Lisant le deuxième tome de l’excellent Tout inclus (2022) de François Grisé, l’Oreille tombe sur plusieurs phrases témoignant de pareille élision de la conjonction de subordination :

«Une chance tu viens me voir, c’est plate ici» (p. 39);

«Veux-tu j’te mette d’la crème dans le visage ?» (p. 40);

«Lui ’ssi pense j’t’une mentale» (p. 59);

«Essaye de changer ça, faut tu te lèves de bonne heure, t’sais» (p. 87).

Gardons l’œil ouvert.

 

Références

Grisé, François, Tout inclus. Tome 2, Montréal, Atelier 10, coll. «Pièces», 29, 2022, 120 p. Ill. Précédé d’un «Mot de l’auteur» et suivi de «Contrepoint. Susciter la réflexion» par Gilles Duceppe.

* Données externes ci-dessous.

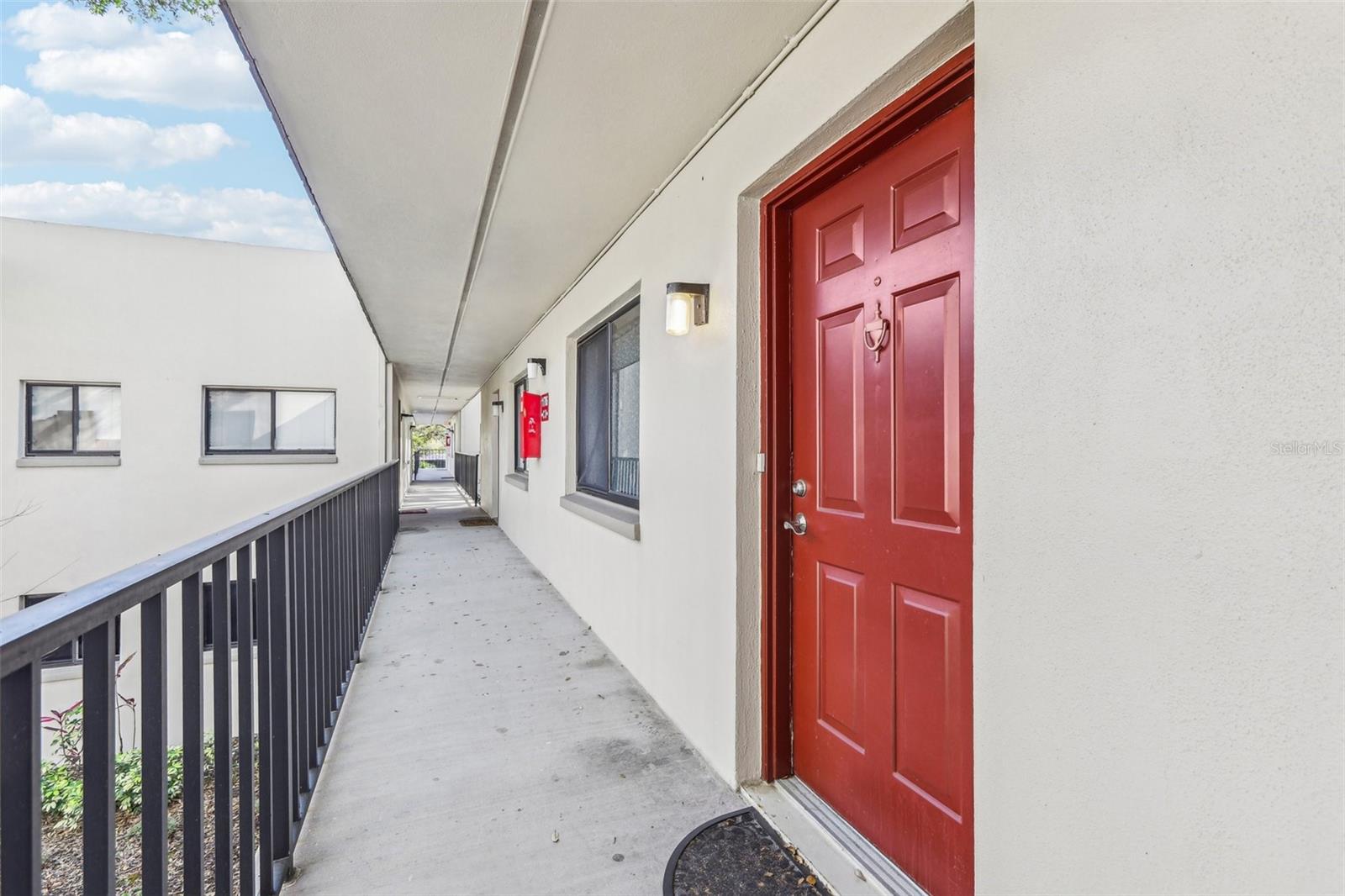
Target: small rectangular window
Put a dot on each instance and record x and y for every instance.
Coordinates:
(609, 409)
(277, 421)
(520, 463)
(71, 651)
(71, 419)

Raymond Bock, Maxime, Morel. Roman, Montréal, Le Cheval d’août, 2021, 325 p.

Scènes de la vie pédagogique

Véronique Côté, la Paix des femmes, 2021, couverture

Première scène

«Alice. — Pourquoi, quand [Nelly Arcan] était vivante, personne parlait de sa souffrance ? De toute la souffrance terrifiante qu’y a dans ses livres ? Pourquoi tout le monde parlait de toute sauf de ça ? Toi, tes étudiantes, tu leur parles-tu de sa souffrance ?
Isabelle. — Un peu. Je parle de son apport à la forme autofictionnelle dans une perspective de réappropriation de l’intime en tant que terrain politique.
Alice. — OK. Fait que tu parles pas de ça pantoute» (p. 61).

Deuxième scène

«Isabelle. — Moi je pense [que les prostituées / travailleuses du sexe] méritent d’être écoutées dans leur connaissance intime du milieu. Pis respectées dans leur agentivité.
Alice. — C’est quoi c’t’estie de mot là ? Tout le monde dit ça, ça me gosse» (p. 77).

 

Référence

Côté, Véronique, la Paix des femmes, Montréal, Atelier 10, coll. «Pièces», 28, 2021, 129 p. Ill. «Contrepoint» par Francine Pelletier, «Le corps d’une femme».